MOVIE REVIEW: Wall-to-wall music to lift the soul
Four and a half stars
Directors Alan Elliott, Sydney Pollack
Stars Aretha Franklin, James Cleveland, Mick Jagger
Running time 88 minutes
If only you could have been there?
After watching this never-before-seen footage of Aretha Franklin's 1972 concert, rescued from the Warner Bros vault, you'll feel as though you were. Transcendent is the only word to describe the First Lady of Soul's return to her gospel roots at the New Temple Missionary Baptist Church in Los Angeles, backed by pastor James Cleveland, the Southern California Community Choir and a bunch of handpicked musicians.

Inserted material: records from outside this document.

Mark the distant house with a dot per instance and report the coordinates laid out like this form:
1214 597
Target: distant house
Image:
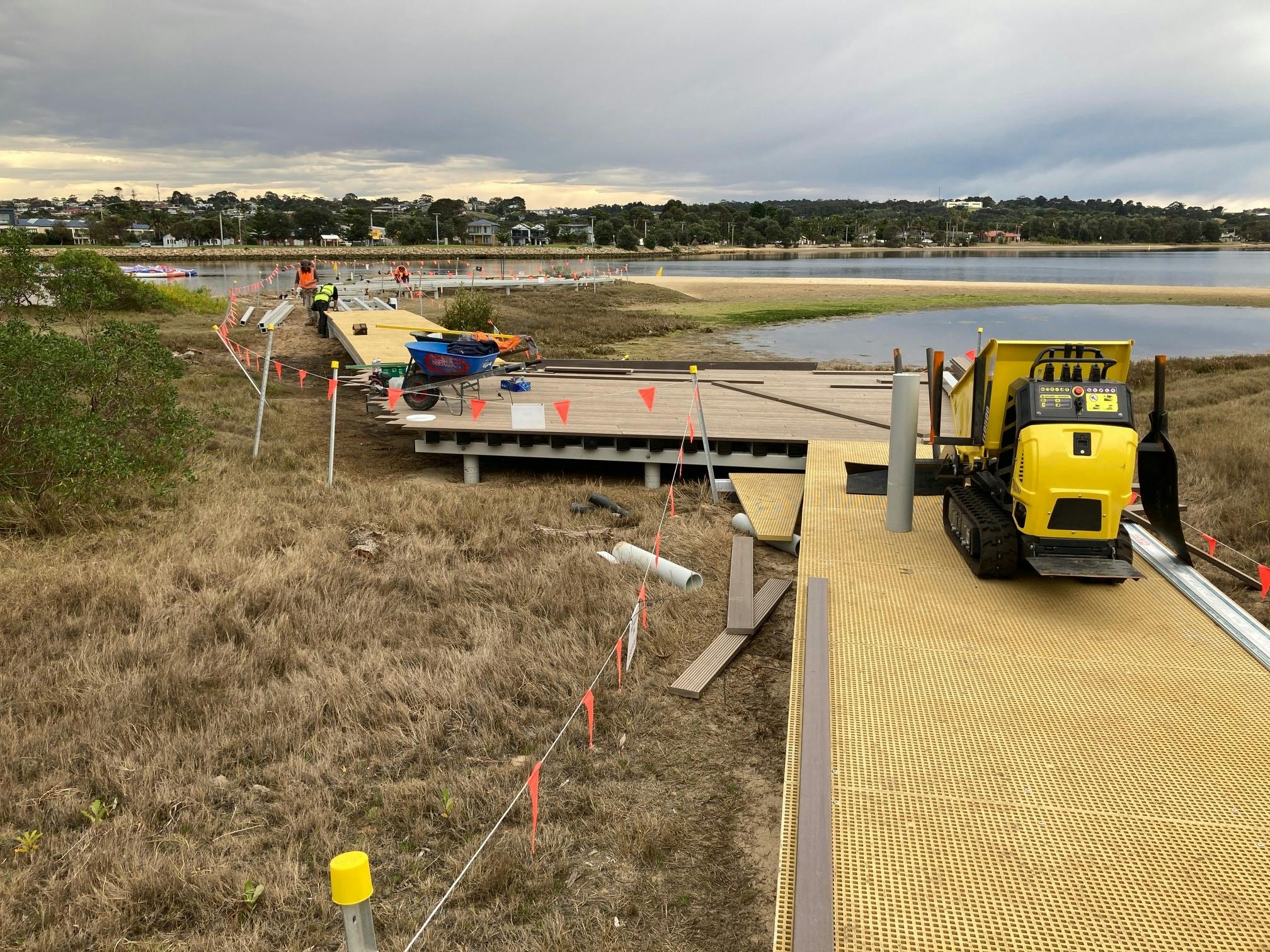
525 234
577 229
482 232
41 226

While Cleveland, an old friend, works the crowd with an easy, evangelical bonhomie, Franklin stands a little apart, barely acknowledging the audience between songs. Self-possessed, almost regal in a sparkling white kaftan, she expresses herself through the music - and in this department, she holds nothing back. Franklin's religious reinterpretation of James Taylor's You've Got A Friend is goose bump material.
Her rendition of Amazing Grace, the song from which both the film and the best-selling album upon which it is based take their name, touches upon the divine.
There's something even more powerful about Franklin's performance the second night, during which she lifts the audience out of their respective seats, first with Climbing Higher Mountains and then Never Grow Old.
Sighted in the auditorium, along with Franklin's father, Clarence LaVaughn, and 50s gospel legend Clara Ward, are Mick Jagger, Charlie Watts and director Sydney Pollack, who was hired by Warner Bros to make a film of the concert. Due to difficulties in synching the audio track with the visual print, the project was eventually canned.
Thirty-five years later, Alan Elliott purchased the 20 hours of raw footage, and with the help of sound editor/mixer Serge Perron, produced this pared back 88-minute film. Blessedly free of the scourge of talking head interviews, Amazing Grace is wall-to-wall music.
Franklin repeatedly blocked attempts to release the movie during her lifetime - it's not clear why. And this casts a slight shadow over the experience - since there's a nagging feeling that the music legend's wishes have been over-ridden.
But in the end, the opportunity to see Franklin give one of the greatest gospel performances ever recorded is so precious, one can only hope that her family, who agreed to its release, following her death in August last year, got it right.